Incident Reporting Procedure

Overview

This Alpha Serve internal procedure is to handle information security incidents so as to minimize their impact on the confidentiality, integrity, and availability of the systems, applications, and data. An effective approach to managing such incidents also limits the negative consequences to relevant parties and improves the ability of Alpha serve to restore operations affected by such incidents.

Goals

The goals of establishing a successful incident management procedure include the following:

  1. Mitigating the impact of security incidents on systems, applications and customers;

  2. Identifying the sources and underlying causes of such security incidents and unauthorized disclosures in order to reduce their future likelihood of occurrence;

  3. Protecting, preserving, and making usable all information regarding the incident or disclosure as necessary for analysis and notification.

  4. Ensuring that all parties are aware of their responsibilities regarding such system security incident handling.

  5. Protecting the reputation of Alpha Serve as Atlassian Marketplace Partner.

Incident Definition

An application security incident is, actual or suspected:

  • Unauthorized access, use, disclosure, modification, or destruction of information;

  • Interference with information technology operation;

  • Violation of explicit security policy by any party;

  • Compromised user accounts;

  • Unauthorized access to, or use of, systems, software, or data;

  • Unauthorized changes to systems, software, or data.


Procedure Instructions

Incident Detection and Impact Assessment

All incident detected should be evaluated by the revealing person in terms of potential impact:

  • Functional impact (if the incident consequences influence the usability and stable work of the application);

  • Data impact (if the incident consequences influence data privacy of data integrity of the application users);

  • Reputational impact (if the incident consequences influence the Alpha Serve reputation in terms of business ethics, employer branding, product quality, taxes or other.

Based on the primary evaluation, the recoverability efforts are defined and documented.

Incident Reporting and Escalation

Each employee, temporary worker and contractor must report their supervisor on actual or suspected application security incidents as soon as possible so that work can begin to assess, investigate and resolve them.

All information about the security incident is communicated and stored internally.

An incident report must include:

  • date and time of detection;

  • a person who revealed the incident;

  • short description of the incident, including screenshots, screencasts and copies of emails if relevant;

  • risk category according to the Application Security Policy;

  • impact assessment results;

  • possible solutions details;

  • other parties informed if relevant.

If the incident poses any kind of immediate danger, the Alpha Serve CEO should be informed immediately by email and telephone.
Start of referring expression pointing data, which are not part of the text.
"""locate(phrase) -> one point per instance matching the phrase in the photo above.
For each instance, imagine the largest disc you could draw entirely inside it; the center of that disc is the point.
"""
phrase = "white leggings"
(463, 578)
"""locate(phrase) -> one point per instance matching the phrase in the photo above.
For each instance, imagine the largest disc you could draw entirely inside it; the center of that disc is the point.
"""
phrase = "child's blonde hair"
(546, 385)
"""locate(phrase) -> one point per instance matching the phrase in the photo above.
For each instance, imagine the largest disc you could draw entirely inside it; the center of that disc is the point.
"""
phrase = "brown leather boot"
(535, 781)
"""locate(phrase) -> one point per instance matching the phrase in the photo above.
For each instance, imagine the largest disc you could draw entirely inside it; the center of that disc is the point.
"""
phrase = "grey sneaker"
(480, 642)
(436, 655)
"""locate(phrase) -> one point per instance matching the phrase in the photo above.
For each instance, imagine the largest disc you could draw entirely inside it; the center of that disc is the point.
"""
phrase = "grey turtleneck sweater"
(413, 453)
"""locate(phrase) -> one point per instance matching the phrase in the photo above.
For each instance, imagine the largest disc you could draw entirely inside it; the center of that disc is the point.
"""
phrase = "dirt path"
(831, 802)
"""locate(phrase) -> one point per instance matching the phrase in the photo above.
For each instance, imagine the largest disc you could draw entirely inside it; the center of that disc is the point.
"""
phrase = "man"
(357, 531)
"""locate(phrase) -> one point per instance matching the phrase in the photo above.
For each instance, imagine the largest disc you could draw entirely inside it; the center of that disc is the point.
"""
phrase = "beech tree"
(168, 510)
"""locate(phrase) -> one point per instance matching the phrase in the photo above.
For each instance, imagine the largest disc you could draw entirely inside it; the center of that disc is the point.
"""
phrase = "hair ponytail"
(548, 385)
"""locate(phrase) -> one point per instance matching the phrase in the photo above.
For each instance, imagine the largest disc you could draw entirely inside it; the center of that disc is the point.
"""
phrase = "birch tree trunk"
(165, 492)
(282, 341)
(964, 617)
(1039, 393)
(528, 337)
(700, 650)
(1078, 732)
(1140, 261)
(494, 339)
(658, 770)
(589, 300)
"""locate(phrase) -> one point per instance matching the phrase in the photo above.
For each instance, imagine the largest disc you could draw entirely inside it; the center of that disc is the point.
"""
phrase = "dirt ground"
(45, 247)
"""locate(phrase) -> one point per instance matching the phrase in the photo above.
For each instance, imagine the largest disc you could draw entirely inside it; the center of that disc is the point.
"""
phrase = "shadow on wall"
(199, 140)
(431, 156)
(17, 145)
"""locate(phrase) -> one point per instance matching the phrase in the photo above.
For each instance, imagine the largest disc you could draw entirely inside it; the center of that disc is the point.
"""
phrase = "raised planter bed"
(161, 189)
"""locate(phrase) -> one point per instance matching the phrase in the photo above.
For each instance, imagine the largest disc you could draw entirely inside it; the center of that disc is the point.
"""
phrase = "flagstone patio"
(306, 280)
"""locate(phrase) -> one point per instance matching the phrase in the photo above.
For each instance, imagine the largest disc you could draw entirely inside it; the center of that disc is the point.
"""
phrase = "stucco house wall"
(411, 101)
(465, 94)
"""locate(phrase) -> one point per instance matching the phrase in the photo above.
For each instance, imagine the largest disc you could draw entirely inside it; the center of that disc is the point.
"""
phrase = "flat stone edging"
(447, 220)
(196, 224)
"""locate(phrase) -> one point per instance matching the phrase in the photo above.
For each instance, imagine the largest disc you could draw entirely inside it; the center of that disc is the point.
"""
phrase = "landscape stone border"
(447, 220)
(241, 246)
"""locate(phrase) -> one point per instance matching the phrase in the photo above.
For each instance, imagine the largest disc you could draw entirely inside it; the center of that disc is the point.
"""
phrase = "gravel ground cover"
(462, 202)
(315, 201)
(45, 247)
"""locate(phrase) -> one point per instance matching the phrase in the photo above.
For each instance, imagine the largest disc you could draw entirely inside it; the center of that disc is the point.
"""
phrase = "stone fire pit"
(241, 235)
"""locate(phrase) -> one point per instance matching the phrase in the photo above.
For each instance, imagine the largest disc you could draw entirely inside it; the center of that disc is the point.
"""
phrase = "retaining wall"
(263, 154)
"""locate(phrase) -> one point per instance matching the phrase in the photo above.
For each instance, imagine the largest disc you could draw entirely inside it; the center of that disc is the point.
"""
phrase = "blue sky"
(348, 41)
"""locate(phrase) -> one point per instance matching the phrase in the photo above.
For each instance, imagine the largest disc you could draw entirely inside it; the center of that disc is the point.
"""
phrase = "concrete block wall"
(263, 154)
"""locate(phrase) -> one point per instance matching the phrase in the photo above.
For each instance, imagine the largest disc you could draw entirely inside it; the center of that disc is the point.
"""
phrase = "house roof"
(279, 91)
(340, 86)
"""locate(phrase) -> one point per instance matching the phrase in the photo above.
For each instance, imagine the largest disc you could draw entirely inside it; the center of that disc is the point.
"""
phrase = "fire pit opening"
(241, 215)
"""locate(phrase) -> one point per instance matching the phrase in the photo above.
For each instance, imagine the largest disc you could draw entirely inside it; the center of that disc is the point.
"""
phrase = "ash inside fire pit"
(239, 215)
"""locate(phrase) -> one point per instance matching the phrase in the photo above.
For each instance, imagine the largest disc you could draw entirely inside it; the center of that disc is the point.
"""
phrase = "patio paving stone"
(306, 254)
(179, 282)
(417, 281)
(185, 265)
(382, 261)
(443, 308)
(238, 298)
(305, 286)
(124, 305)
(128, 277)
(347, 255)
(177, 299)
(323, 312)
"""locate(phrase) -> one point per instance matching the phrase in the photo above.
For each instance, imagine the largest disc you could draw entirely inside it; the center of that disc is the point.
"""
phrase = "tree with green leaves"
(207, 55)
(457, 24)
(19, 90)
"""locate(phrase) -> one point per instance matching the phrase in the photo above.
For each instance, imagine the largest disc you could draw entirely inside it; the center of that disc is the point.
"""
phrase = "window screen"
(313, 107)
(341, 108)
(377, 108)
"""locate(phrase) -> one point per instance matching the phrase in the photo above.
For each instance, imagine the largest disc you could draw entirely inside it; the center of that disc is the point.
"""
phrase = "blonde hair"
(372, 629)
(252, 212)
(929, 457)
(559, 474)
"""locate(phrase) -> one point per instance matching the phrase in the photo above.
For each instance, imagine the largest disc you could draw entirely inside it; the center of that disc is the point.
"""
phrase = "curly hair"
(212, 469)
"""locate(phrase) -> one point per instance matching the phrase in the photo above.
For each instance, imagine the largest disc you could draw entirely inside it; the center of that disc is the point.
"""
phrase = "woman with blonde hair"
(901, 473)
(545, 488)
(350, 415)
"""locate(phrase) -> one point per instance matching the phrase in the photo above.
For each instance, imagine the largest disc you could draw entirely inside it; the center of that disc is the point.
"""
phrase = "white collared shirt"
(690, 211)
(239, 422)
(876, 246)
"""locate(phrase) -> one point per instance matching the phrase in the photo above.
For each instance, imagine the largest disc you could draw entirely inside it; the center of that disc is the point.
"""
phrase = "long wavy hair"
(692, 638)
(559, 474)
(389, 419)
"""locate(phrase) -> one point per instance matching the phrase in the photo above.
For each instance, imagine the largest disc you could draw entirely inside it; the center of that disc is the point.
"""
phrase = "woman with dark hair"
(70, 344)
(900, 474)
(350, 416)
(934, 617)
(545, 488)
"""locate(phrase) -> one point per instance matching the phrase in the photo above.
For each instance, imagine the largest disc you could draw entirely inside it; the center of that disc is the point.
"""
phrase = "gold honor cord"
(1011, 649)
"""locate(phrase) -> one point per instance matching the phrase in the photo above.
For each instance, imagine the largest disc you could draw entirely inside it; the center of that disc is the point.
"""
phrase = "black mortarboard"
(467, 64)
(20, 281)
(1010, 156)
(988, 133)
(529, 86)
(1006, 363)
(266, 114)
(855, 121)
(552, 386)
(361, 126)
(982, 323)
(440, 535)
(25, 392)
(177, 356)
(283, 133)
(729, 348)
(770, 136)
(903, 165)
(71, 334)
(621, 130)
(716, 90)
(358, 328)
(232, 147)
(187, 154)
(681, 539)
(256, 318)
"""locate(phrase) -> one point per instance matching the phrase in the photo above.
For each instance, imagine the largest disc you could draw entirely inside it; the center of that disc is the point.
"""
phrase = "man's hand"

Only the CEO can be responsible for final risks evaluation and further decisions on communication with customers (if affected) and Atlassian (if relevant) by creating an App Security Incident ticket.

The CEO and relevant team members will stay available to communicate with Atlassian security team during resolution and inform them when the incident is resolved, and/or in case Atlassian needs to take necessary action to prevent additional breaches.

Incident Resolution and Post-Incident Review

Based on the information in the incident report, supervisor and/or Alpha Serve management team define the further process of incident resolution and create tasks and assignments with due dates to the relevant team members.

After the incident resolution, the supervisor defines the type and amount of testing and assessment measures in order to control the results and ensure the correct work of application from every perspective.

Incident report data is included in the internal knowledge base when relevant.